Chapter 26 — Data Integrity: What You Read Is What You Wrote

  • Data integrity: whatever users think it is; more formally, the measure of accessibility and accuracy of the datastores needed to provide users with adequate service
  • An interface bug causing Gmail to fail to display messages is the same as data being gone — from the user's perspective
  • Every service has independent uptime and data integrity requirements, explicit or implicit
  • Secret to superior data integrity: proactive detection and rapid repair
  • Failure mode dimensions:
    • Scope: narrow/directed vs. widespread
    • Rate: big-bang event vs. creeping (distributed application logic contributing to a gradual null value over months)
  • Study of 19 data recovery efforts at Google: most common user-visible data loss = deletion or referential integrity loss due to software bugs; hardest cases = low-grade corruption discovered weeks or months later
  • Replication and redundancy are not recoverability — replicas may contain the same corrupted data; media isolation (tapes) protects from media flaws
  • Backups vs. archives: backups can be loaded back into an application; archives safekeep data for auditing, discovery, and compliance (cannot be directly restored to the app)
  • When formulating backup strategy: how quickly must you recover (RTO)? How much recent data can you afford to lose (RPO)?
  • Defense layers:
    • 1st layer — soft/lazy deletion: delay permanent deletion for 15/30/45/60 days; architecture should prevent developers from circumventing it; also use revision history
    • 2nd layer — backups: focus is recovery, not just backup; questions: which methods, how frequently, where stored, how long retained, are they valid, does recovery complete in time, do you have monitoring for recovery state; always rehearse using automation
    • 3rd layer — data validation: bad data propagates; validate high-impact invariants (not super-strict validation that will be abandoned); ability to drill into validation audit logs is essential; out-of-band validation detects creeping data loss
    • Overarching layer — replication: choose a continuously battle-tested popular scheme; not always feasible for every storage instance
  • Cloud environment considerations: mixture of transactional and non-transactional backup solutions means recovered data won't necessarily be correct; services evolving without maintenance windows means different business logic versions may act on data simultaneously
  • General principles: have a beginner's mind (trust but verify, defense in depth); hope is not a strategy (prove recovery works via automation)
  • "Recognize that not just anything can go wrong, but everything will go wrong"

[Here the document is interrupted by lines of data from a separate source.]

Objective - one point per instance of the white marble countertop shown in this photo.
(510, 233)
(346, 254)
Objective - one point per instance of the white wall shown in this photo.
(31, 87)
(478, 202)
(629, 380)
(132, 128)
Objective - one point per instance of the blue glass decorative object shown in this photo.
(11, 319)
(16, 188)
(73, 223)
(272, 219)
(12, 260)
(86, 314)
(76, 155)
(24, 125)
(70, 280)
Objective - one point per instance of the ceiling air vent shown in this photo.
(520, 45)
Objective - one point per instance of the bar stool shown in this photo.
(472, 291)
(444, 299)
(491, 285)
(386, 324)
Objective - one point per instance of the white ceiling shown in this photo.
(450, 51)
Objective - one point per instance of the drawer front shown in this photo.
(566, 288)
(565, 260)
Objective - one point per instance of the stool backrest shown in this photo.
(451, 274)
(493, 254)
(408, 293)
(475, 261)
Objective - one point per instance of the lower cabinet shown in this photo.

Chapter 27 — Reliable Product Launches at Scale

  • Google has a special team called Launch Coordination Engineers (LCEs) within SRE
    • Audit products for reliability compliance, liaise between teams, drive technical aspects, act as gatekeepers, educate developers on best practices
    • Expected to have strong communication and leadership skills; mediate between disparate parties toward a common goal
    • LCEs are incentivized to prioritize reliability over other concerns
  • A launch is any new code that introduces an externally visible change; up to 70 launches per week measured at Google
  • Advantages of an LCE team: breadth of experience (work across many products, great for knowledge transfer), cross-functional perspective (holistic view, important for complex multi-team/timezone launches), objectivity (nonpartisan advisors between SRE, product devs, PMs, marketing)
  • Launch process criteria: lightweight (easy on devs), robust (catches obvious errors), thorough (addresses important details consistently), scalable (handles both simple and complex launches), adaptable
  • Tactics to achieve these criteria: simplicity (get the basics right, don't plan every eventuality), high-touch approach (experienced engineers customize per launch), fast common paths (identify common launch patterns and provide simplified processes)
  • LCE launch checklist for "launch qualification":
    • Each entry answers a question and provides a concrete, practical, reasonable action item
    • Each question is there to prevent a past mistake; growth of the list is controlled by rigorous review (top leadership reviews); list is reviewed 1–2 times per year to remove obsolete items
    • Infrastructure/tool standardization (Kubernetes, unified logging) simplifies checklists
    • Checklist themes: architecture and dependencies, integration with internal ecosystem, capacity planning, failure modes, client behavior, processes and automation, development process, external dependencies, rollout planning
  • Selected techniques for reliable launches:
    • Gradual and staged rollouts: canary testing, rate-limited signups; almost all updates at Google done gradually
    • Feature flag frameworks: roll out to few servers/users, gradually increase to 1–10%, direct traffic by users/sessions/locations, automatically handle failures in new code paths, independently revert each change, measure user experience impact
    • Server-side client control: ability to force clients to download config from server; important tool against abusive client behavior
    • Overload behavior and load testing: bring the service to its limits; observe how the service AND surrounding services respond
  • Launch reviews (also called Production Reviews) became common practice days to weeks before launch
  • LCE team was Google's solution to achieving safety without impeding change

Part IV: Management

Chapter 28 — Accelerating SREs to On-Call and Beyond

  • Successful SRE teams are built on trust: trusting teammates to know the system, diagnose atypical behavior, reach out for help, and react under pressure

  • There is no single style of education that works best; you need to develop course content specific to your team's systems and culture

  • Recommended training patterns vs anti-patterns:

    • Concrete sequential learning experiences vs menial work and trial-by-fire
    • Encouraging reverse engineering, statistical thinking, first principles vs training strictly through manuals and checklists
    • Celebrating analysis of failure through postmortems vs treating outages as secrets
    • Contained but realistic breakages to fix vs encountering a problem for the first time during live on-call
    • Roleplaying disasters vs creating subject-matter-expert silos
    • Shadowing early in rotation vs pushing into primary before holistic understanding is achieved
  • Training activities should be appropriately paced; any type of structured training is better than random tickets and interrupts

  • Starting point for learning the stack: how does a request enter the system? How is the frontend served? How is load balancing/caching set up? What are typical debugging, escalation, and recovery procedures?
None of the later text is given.